Rouhani also alluded to the hard-line attitude adopted by some figures that do not support his conciliatory approach.
In an implicit reference to the isolation and suppression of reformist leaders Mir Hossein Mousavi and Mehdi Karroubi, Rouhani called for Iran’s hard-line elements to exhibit greater tolerance and broadmindedness.
Rouhani stressed that raising questions about people’s faith and extending accusations are harmful and have no place in Iranian politics.
“Our religion Islam says that once one someone says ‘I testify that Allah is the only God and I testify that Mohammad is Allah’s messenger,’ we must accept this and have no right to shed doubt on it,” he added.

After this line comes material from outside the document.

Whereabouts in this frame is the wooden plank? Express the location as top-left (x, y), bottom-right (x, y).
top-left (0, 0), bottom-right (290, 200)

Present in the meeting between Rouhani and the IRGC leadership were Mohsen Rezaei, the IRGC’s former commander, former presidential candidate, and current secretary of Expediency Council. In addition to this, current Oil Minister Rostam Qasemi and Admiral Ali Shamkhani, the former defense minister in Mohammad Khatami’s administration, were also present.
Observers speculated that the purpose of the meeting was to bolster the existing ties between Rouhani and influential IRGC generals for a smooth transfer of of power next month, when Rouhani is due to be sworn in as president.
Outgoing Iranian president Mahmoud Ahmadinejad enjoyed a close relationship with the IRGC during his first term, though ties became frayed during his final term in office.
In particular, Ahmadinejad’s reputation suffered substantially due to his strong support for his favorite aide Esfandiar Rahim Mashaei, as well his reluctance to conform with Iran’s traditional conservative faction.
Meanwhile, Rasoul Montajab Nia, a pro-reform member of National Trust Party, has said that serious efforts are underway to secure the release of Mehdi Karroubi— a founding member and secretary general of National Trust Party—from house arrest, according to the Tehran Press website.
“Once these efforts come to fruition the National Trust Party will resume its activities calling its central committee,” Montajan Nia was quoted as saying.